Setidaknya 64 orang tewas dan 81 orang ditangkap ketika 2.500 polisi dan tentara bersenjata lengkap menyerbu favela Rio de Janeiro dalam operasi anti-geng terbesar yang pernah ada di kota itu.
Baku tembak terjadi selama berjam-jam pada hari Selasa di kompleks Alemão dan Penha, markas geng Komando Merah (Comando Vermelho) yang kuat.
Konflik tersebut telah meninggalkan “mayat-mayat berserakan di jalanan,” menurut seorang tokoh masyarakat yang dikutip oleh O Globo.
Gubernur Cláudio Castro mengatakan kota itu sedang “berperang”, dan menyebutnya sebagai “operasi terbesar dalam sejarah Rio de Janeiro.”
Empat petugas polisi termasuk di antara korban tewas, kata para pejabat.

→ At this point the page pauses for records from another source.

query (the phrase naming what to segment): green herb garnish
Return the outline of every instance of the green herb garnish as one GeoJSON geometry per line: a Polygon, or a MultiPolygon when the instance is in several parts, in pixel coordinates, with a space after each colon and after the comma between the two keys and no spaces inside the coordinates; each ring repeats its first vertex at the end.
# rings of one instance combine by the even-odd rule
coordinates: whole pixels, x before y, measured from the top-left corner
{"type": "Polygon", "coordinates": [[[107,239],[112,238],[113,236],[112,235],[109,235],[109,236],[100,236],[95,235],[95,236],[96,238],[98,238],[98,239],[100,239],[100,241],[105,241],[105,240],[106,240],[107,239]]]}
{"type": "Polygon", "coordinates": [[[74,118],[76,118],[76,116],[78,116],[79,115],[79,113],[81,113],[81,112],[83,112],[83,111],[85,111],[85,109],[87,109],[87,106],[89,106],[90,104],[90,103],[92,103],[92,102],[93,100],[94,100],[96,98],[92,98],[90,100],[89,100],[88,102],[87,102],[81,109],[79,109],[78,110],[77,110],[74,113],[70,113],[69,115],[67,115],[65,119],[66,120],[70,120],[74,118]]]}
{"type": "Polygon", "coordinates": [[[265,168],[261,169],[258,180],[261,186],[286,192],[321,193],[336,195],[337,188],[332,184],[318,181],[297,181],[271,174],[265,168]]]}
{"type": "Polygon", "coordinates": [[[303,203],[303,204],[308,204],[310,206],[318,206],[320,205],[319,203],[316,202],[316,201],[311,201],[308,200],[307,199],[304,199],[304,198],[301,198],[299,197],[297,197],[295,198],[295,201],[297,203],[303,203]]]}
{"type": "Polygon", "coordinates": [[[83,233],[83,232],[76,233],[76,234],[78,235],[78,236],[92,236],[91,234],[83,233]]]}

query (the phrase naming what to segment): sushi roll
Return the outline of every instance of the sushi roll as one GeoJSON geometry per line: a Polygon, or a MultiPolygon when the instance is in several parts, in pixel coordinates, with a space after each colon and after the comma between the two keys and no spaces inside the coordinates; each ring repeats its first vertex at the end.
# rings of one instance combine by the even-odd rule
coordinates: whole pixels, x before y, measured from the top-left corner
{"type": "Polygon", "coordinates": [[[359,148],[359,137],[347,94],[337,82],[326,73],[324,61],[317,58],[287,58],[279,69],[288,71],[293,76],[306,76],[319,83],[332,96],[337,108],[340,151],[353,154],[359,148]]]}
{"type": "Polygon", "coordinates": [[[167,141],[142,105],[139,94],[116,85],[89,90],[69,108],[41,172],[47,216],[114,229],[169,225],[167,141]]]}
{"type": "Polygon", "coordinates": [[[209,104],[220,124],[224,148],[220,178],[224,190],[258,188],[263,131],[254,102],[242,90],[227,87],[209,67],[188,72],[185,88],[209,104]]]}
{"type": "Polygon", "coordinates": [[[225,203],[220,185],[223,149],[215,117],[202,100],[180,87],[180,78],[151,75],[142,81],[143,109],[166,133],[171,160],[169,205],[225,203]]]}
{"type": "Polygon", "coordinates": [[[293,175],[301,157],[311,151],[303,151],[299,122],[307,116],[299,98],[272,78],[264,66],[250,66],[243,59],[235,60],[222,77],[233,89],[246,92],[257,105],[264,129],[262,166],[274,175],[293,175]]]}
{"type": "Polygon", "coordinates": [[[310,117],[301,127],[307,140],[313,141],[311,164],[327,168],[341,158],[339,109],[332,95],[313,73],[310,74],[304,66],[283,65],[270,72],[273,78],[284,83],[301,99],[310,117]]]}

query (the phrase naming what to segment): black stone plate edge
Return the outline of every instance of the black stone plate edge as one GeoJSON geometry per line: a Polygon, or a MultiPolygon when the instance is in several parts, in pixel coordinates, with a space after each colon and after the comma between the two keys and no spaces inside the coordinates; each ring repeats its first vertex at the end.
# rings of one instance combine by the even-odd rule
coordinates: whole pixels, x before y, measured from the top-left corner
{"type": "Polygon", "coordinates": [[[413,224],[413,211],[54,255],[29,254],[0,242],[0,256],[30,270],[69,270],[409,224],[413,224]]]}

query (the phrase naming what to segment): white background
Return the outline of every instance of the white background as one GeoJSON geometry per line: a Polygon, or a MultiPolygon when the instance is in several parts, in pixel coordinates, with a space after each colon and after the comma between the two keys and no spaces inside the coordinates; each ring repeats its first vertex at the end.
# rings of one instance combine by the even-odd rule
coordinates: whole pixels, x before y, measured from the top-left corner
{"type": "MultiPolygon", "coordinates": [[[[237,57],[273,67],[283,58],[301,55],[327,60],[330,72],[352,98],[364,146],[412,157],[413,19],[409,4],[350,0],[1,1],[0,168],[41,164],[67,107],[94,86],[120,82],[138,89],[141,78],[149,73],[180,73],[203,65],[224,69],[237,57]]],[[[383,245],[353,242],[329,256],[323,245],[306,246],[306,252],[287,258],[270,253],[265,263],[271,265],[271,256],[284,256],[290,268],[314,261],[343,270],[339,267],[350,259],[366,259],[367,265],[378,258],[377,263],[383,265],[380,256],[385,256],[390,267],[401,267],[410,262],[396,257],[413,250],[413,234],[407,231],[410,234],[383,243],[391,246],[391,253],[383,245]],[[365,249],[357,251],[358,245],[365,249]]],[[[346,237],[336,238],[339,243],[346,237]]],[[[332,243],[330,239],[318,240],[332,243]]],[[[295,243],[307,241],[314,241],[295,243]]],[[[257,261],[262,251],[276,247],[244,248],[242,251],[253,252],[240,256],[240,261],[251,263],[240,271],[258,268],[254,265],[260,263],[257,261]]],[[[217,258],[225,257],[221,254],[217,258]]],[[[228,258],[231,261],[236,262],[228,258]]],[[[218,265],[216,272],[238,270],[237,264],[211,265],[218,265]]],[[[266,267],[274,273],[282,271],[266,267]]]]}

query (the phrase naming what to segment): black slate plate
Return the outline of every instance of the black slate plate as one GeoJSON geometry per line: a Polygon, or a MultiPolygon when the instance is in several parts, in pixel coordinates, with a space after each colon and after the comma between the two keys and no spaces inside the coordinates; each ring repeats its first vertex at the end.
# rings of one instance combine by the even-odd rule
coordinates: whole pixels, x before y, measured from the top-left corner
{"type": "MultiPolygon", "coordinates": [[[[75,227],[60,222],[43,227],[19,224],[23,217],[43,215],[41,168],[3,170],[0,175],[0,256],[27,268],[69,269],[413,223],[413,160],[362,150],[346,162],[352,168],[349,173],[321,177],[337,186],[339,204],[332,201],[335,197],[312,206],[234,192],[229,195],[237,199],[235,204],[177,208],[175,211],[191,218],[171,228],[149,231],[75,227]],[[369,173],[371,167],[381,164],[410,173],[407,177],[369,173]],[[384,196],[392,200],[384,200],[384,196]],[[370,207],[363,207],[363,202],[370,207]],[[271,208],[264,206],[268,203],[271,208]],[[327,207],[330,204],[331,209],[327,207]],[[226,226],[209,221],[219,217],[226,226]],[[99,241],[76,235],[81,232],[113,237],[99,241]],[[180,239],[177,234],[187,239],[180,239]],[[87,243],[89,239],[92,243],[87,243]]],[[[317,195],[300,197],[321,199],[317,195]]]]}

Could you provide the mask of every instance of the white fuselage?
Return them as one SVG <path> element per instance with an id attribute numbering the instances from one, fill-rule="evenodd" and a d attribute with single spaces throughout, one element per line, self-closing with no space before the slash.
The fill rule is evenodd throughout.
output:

“Ini bukan lagi kejahatan biasa, ini adalah terorisme narkotika,” kata Castro dalam sebuah video di media sosial, seraya memuji penyitaan puluhan senapan, drone, dan “narkoba dalam jumlah besar.”
MENGHANCURKAN BENCANA
Kengerian saat mesin giling yang tidak terkendali meremukkan tiga pekerja hingga tewas
Penggerebekan tersebut, dilaporkan direncanakan selama lebih dari setahun, bertujuan untuk menghancurkan perluasan wilayah Komando Merah.
Geng tersebut, merupakan faksi kriminal tertua di Brazil, muncul dari penjara Rio pada masa kediktatoran militer dan sekarang menjalankan jaringan narkoba dan pemerasan besar-besaran di seluruh Amerika Selatan.
Rekaman menunjukkan kendaraan lapis baja melaju melalui gang-gang sempit ketika suara tembakan bergema dan asap hitam tebal membubung dari barikade yang terbakar.
Media lokal mengatakan anggota geng menggunakan drone untuk menjatuhkan bahan peledak ke arah polisi.
Pihak berwenang mengatakan operasi tersebut bertujuan untuk melaksanakan 250 surat perintah penangkapan dan penggeledahan, namun bentrokan tersebut membuat sebagian besar wilayah utara Rio terhenti.
Lebih dari 40 sekolah ditutup, rute bus ditutup dan warga diimbau untuk tetap berada di dalam rumah.
“Inilah besarnya tantangan yang kita hadapi,” kata Castro, seraya menambahkan bahwa pasukan keamanan akan tetap dikerahkan “dalam perang melawan kejahatan.”
Kelompok hak asasi manusia mengutuk pertumpahan darah tersebut.
Kantor Hak Asasi Manusia PBB mengatakan mereka “ngeri” dengan kekerasan tersebut, dan memperingatkan bahwa hal tersebut “memperparah tren konsekuensi mematikan yang ekstrim dari operasi polisi di komunitas marginal di Brazil.”
César Muñoz dari Human Rights Watch menyebut kejadian hari itu sebagai “tragedi besar” dan “bencana.”
“Kantor kejaksaan harus membuka penyelidikannya sendiri dan mengklarifikasi keadaan setiap kematian,” katanya.
Warga menggambarkan mereka terbangun karena tembakan keras sebelum fajar.
Glória Alves, 65, yang tinggal di daerah Palmeiras di Alemão, mengatakan: “Ada rentetan tembakan – begitu banyak tembakan. Itu mengerikan.”
Para aktivis menuduh pemerintah mengubah lingkungan miskin di Rio menjadi zona perang.
“Ini bukan kebijakan keselamatan publik. Ini adalah kebijakan pemusnahan,” kata Marielle Franco Institute.
Pemerintahan Gubernur Castro semakin mengambil tindakan keras terhadap kejahatan terorganisir, namun para kritikus mengatakan penggerebekan tersebut gagal membongkar jaringan narkoba.

SEPAKBOLA PERGI
Bintang Football League secara tragis meninggal pada usia 42 tahun setelah berjuang melawan kanker

CHA-CHA-CHAOS
Amber Davies dari Strictly memecah keheningan setelah pro Nikita membayangkan menciumnya
“Yang berbeda dari operasi hari ini adalah besarnya jumlah korban. Ini adalah jumlah korban perang,” kata pakar keselamatan masyarakat Luis Flávio Sapori.
Bentrokan ini terjadi hanya beberapa hari sebelum Rio menjadi tuan rumah KTT Walikota Dunia C40 dan Penghargaan Earthshot Pangeran William – acara global yang terkait dengan KTT iklim COP30 mendatang di Brasil.